IA souveraine et milliards à capter : l’Afrique trace sa propre route algorithmique

Cinq pays africains. Cinq « piles d’IA souveraines ». Un milliard de dollars à mobiliser. Et une question qui traverse tout le continent : comment construire une intelligence artificielle qui sert l’Afrique, plutôt que de reproduire les dépendances technologiques du passé ?

Le 5 mars 2026, l’alliance Smart Africa a annoncé un partenariat stratégique avec l’entreprise américaine MeetKai. L’accord prévoit la mise en œuvre d’un programme pilote visant à développer des infrastructures nationales d’intelligence artificielle dans cinq pays africains. L’initiative sera conduite sous l’égide du Conseil africain pour l’IA, une instance dédiée à la promotion d’une gouvernance continentale de cette technologie. Mais voilà : les cinq pays concernés n’ont pas encore été annoncés. Et dans ce silence, une inquiétude se glisse : qui a été consulté ? Qui a donné son consentement ?

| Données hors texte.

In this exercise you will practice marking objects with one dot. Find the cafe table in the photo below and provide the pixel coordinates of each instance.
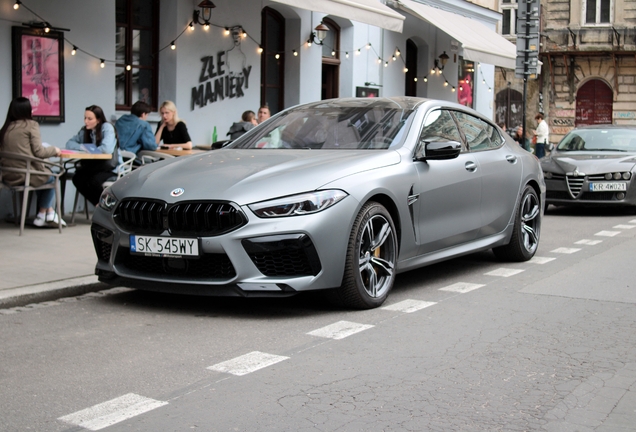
(69, 158)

Dans la même dynamique, l’Africa AI Council, soutenu par Smart Africa, a dévoilé une feuille de route ambitieuse : la création d’un « AI Fund for Africa » d’un milliard de dollars. L’architecture financière proposée repose sur plusieurs piliers : 500 millions pour un fonds de fonds dédié aux investissements en IA, 200 millions pour des mécanismes de co-investissement, 200 millions pour des défis d’innovation, et 100 millions pour l’assistance technique. Au-delà du financement, les besoins infrastructurels sont colossaux : 9 milliards de dollars pour les centres de données, 1,5 milliard pour les infrastructures énergétiques, et environ 900 mégawatts de puissance de calcul dédiée d’ici 2030.

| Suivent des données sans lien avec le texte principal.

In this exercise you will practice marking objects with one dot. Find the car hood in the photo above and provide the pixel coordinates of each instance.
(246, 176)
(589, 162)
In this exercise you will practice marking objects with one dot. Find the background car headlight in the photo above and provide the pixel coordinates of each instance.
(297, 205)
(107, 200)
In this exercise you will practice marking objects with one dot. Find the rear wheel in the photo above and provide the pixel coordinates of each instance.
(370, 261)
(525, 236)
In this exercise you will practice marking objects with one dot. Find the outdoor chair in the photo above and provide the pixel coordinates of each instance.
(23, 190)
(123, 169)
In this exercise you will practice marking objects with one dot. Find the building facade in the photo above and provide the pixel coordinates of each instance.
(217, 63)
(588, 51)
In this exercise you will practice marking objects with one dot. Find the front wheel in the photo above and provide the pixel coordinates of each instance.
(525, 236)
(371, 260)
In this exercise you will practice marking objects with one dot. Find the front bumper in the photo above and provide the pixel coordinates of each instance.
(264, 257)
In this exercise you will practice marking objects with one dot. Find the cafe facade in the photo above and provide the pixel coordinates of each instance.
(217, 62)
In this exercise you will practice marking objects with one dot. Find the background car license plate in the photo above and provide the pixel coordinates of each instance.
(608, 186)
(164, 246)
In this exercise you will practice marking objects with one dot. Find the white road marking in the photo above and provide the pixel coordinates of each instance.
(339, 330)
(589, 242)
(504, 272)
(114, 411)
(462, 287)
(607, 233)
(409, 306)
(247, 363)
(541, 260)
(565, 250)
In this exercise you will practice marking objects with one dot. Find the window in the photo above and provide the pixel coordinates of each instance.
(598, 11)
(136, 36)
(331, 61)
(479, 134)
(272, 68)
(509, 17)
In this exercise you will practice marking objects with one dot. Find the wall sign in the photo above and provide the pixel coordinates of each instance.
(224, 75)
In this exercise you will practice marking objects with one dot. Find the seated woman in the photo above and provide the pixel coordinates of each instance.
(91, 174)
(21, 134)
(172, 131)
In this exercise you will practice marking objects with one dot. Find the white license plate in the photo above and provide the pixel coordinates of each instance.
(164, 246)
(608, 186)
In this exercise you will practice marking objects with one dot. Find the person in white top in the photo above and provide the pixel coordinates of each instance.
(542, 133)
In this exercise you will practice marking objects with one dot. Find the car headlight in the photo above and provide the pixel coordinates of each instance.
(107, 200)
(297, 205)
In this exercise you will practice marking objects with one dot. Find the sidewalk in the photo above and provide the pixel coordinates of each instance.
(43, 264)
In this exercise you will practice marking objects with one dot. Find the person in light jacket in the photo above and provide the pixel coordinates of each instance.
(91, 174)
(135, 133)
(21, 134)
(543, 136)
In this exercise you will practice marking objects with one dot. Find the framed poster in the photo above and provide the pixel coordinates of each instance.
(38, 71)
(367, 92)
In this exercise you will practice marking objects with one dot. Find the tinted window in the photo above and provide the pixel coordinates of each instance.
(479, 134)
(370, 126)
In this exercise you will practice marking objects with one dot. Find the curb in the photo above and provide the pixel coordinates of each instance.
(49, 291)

Les chiffres donnent le vertige. Mais ils posent aussi des questions essentielles. Selon les estimations du cabinet McKinsey & Company, l’intelligence artificielle pourrait générer jusqu’à 1 200 milliards de dollars de valeur économique en Afrique d’ici 2030. La réussite de ces projets pourrait permettre au continent de capter une part significative de cette richesse technologique. Mais capter pour qui ? Pour les gouvernements ? Pour les startups ? Pour les communautés rurales qui n’ont pas encore accès à l’électricité ? Et surtout : à quel prix en termes de souveraineté réelle ?

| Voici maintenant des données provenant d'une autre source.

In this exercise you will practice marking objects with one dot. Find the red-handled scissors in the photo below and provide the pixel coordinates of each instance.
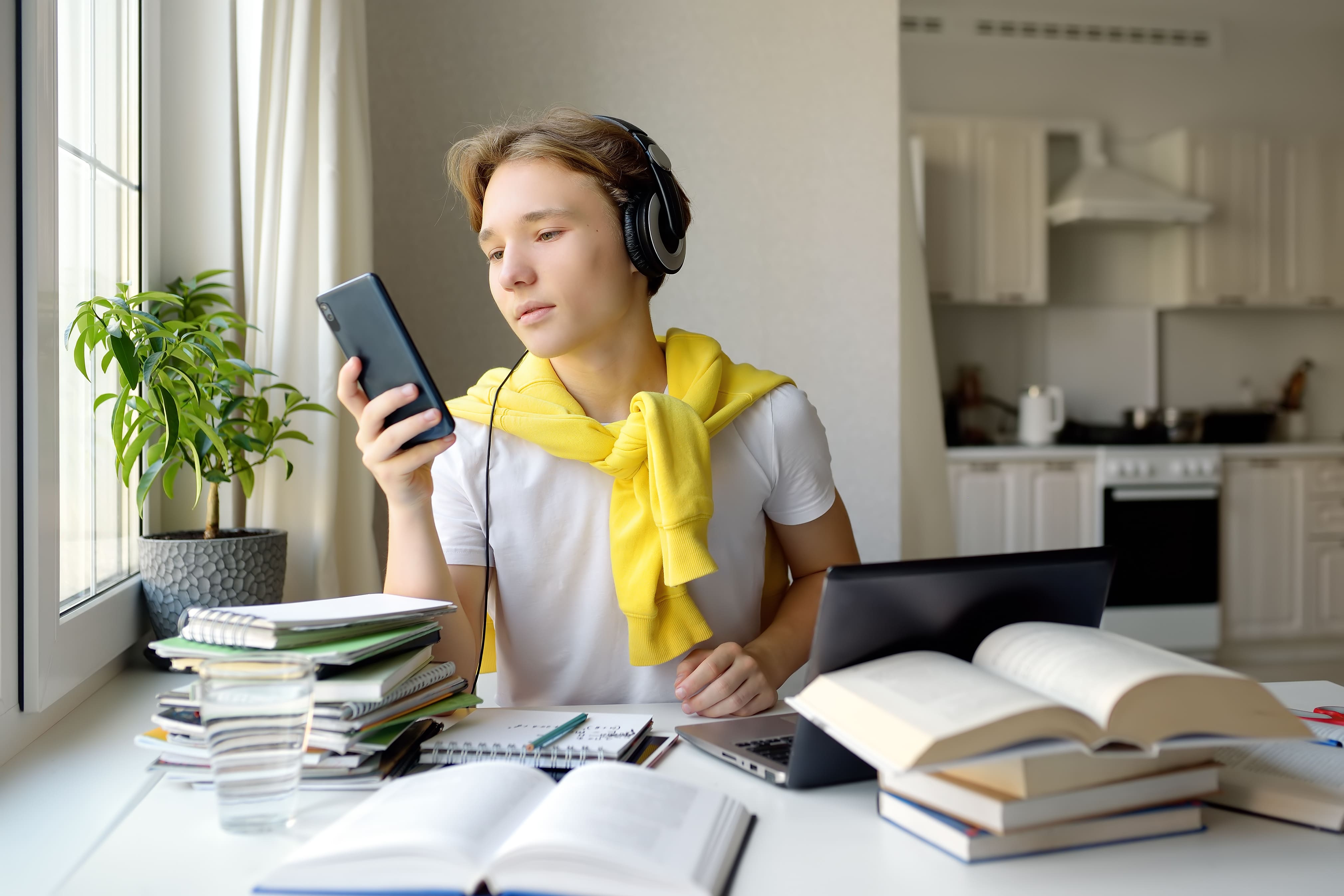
(1326, 715)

L’analyse révèle plusieurs couches de tension. Premièrement, le partenariat avec MeetKai — une entreprise américaine — soulève la question de la dépendance. Comment parler de « souveraineté » quand l’infrastructure est fournie par une société étrangère ? Les « piles d’IA souveraines » seront-elles réellement contrôlées par les États africains, ou s’agit-il d’une dépendance déguisée, où la technologie arrive en tant qu’invitée mais repart en tant que maîtresse ? Deuxièmement, le milliard de dollars du AI Fund for Africa — d’où vient-il ? Quels sont les conditionnalités attachées ? Troisièmement, les 900 mégawatts de puissance de calcul — dans un continent où des millions de personnes n’ont pas accès à l’électricité, est-ce une priorité ? Ou faut-il repenser l’IA elle-même, vers des modèles plus légers, plus adaptés aux réalités énergétiques africaines ?

Ici, les principes éthiques de la House of 7 résonnent avec les questions que pose cette annonce. Ubuntu — « Je suis parce que nous sommes » — interpelle : une IA souveraine peut-elle être une IA qui renforce les liens communautaires, pas seulement la croissance économique du PIB ? Les « piles d’IA » seront-elles conçues avec les communautés, ou pour les communautés ? Teranga, l’hospitalité wolof, pose une question : comment l’Afrique accueille-t-elle les partenariats technologiques étrangers (comme MeetKai) sans se faire coloniser par eux ? Il y a une différence entre l’hospitalité qui transforme l’invité en membre de la famille et l’hospitalité qui se fait exploiter. Sankofa — « Retourne et récupère » — rappelle que les systèmes de savoir, de soin, de gouvernance existaient avant le numérique : les guérisseurs traditionnels, les conseils d’anciens, les griots. Comment récupérer cette sagesse pour l’ère de l’IA ? Umoja, la solidarité panafricaine, se manifeste dans ces initiatives continentales — mais la vraie question est : cette solidarité produira-t-elle des institutions durables, ou restera-t-elle un vœu pieux ?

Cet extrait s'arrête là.